Clinical observational data are increasingly used in drug development to assess treatment effects across diverse populations. However, such analyses are vulnerable to systematic error from measured and unmeasured confounding, selection bias, and misclassification. AI pipelines offer modeling flexibility for high-dimensional data but may amplify spurious patterns in the presence of such biases. We propose the method of Unlearning Neural networks using Observational data (UNO), a principled machine unlearning framework that leverages negative control outcomes (NCOs) to mitigate systematic error in neural network-based models. UNO identifies bias-prone individuals using NCO estimates, prunes neurons most associated with the biased subset, and fine-tunes the model on the reliable subset. The approach is task-agnostic, architecture-agnostic, and improves model reliability without sacrificing expressiveness. We demonstrate its utility in two large-scale studies: profiling the clinical effects of GLP-1 receptor agonists versus DPP-4 inhibitors across 189 outcomes in more than 303,580 patients, and screening 33 candidate therapies for Alzheimer’s disease using longitudinal records from 16,184 patients. These results suggest a new paradigm of neural pruning to enhance the reliability of AI in drug development with observational data.
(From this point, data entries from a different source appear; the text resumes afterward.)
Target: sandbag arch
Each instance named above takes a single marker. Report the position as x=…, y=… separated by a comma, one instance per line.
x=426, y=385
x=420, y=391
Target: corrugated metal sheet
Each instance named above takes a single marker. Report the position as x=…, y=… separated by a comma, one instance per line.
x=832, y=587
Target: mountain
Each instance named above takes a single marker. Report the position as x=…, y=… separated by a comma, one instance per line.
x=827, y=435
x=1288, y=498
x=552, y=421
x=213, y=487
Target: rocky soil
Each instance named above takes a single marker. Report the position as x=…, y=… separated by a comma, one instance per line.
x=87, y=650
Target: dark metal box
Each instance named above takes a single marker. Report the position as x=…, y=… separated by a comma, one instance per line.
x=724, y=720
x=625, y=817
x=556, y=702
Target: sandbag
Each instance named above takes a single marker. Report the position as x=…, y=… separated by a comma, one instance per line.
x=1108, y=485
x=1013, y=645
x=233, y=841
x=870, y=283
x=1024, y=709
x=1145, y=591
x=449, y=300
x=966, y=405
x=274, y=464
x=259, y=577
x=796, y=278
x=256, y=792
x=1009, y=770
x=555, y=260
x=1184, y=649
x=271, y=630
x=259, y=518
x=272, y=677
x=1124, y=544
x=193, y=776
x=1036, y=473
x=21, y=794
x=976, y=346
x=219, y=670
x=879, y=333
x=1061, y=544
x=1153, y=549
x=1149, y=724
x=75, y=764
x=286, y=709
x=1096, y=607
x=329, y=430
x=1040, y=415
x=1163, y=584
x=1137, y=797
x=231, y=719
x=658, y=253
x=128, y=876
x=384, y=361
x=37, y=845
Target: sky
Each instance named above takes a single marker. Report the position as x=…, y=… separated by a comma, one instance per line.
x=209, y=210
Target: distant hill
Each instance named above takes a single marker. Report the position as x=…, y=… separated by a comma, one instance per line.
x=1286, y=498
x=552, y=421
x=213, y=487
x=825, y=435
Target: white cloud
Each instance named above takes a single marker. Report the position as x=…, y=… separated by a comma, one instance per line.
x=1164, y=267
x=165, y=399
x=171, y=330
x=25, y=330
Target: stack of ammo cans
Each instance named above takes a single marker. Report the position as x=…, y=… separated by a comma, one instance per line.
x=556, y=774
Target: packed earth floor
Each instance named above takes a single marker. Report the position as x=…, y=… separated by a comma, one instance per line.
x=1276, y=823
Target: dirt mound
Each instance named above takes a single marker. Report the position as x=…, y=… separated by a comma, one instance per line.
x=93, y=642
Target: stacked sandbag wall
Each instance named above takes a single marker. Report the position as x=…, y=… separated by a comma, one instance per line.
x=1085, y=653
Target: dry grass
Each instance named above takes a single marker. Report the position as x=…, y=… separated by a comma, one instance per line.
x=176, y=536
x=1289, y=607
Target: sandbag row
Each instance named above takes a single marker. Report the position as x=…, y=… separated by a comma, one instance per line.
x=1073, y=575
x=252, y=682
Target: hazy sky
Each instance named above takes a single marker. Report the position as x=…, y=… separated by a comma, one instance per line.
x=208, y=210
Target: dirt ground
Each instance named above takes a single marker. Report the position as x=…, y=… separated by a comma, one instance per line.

This repository contains the code for the method described above.
- Python==3.11.0
- Required packages:
- matplotlib==3.8.0
- numpy==1.26.4
- pandas==2.2.3
- pytorch==2.5.1
- scikit-learn==1.2.2
- scipy==1.11.4
- statsmodels==0.14.0
The software has been tested on:
- macOS (Apple silicon / Intel) The code is expected to be compatible with Linux-based systems.
- CPU: Standard desktop computer
- GPU: Optional, not required
Clone the repository:
bash git clone https://github.com/Penncil/UNO.git cd UNO
Approximately 1–3 minutes on a standard desktop computer.
Launch Jupyter Notebook; Open UNO.ipynb; Run all cells.
- The notebook executes without errors
- Intermediate results (e.g., training progress, figures) are displayed inline
- Final outputs are generated within the notebook
The demo uses simulated data and is intended only to verify that the code executes correctly and is consistent with the method. It does not reproduce the main results in the manuscript.
- Approximately 2–5 minutes on a standard laptop for one outcome.
To apply the method to your own dataset, prepare your data in the following format:
- CSV file
- Columns:
- covaraites
- outcome
- treatment variable
- multiple negative control outcomes
- Modify the data loading section in the notebook: data = load_data("your_data.csv")
- Replace the column names in code by your data column names
Reproducing the main results in the manuscript requires access to the full dataset described in the paper. The provided simulated data is intended for demonstration purposes only.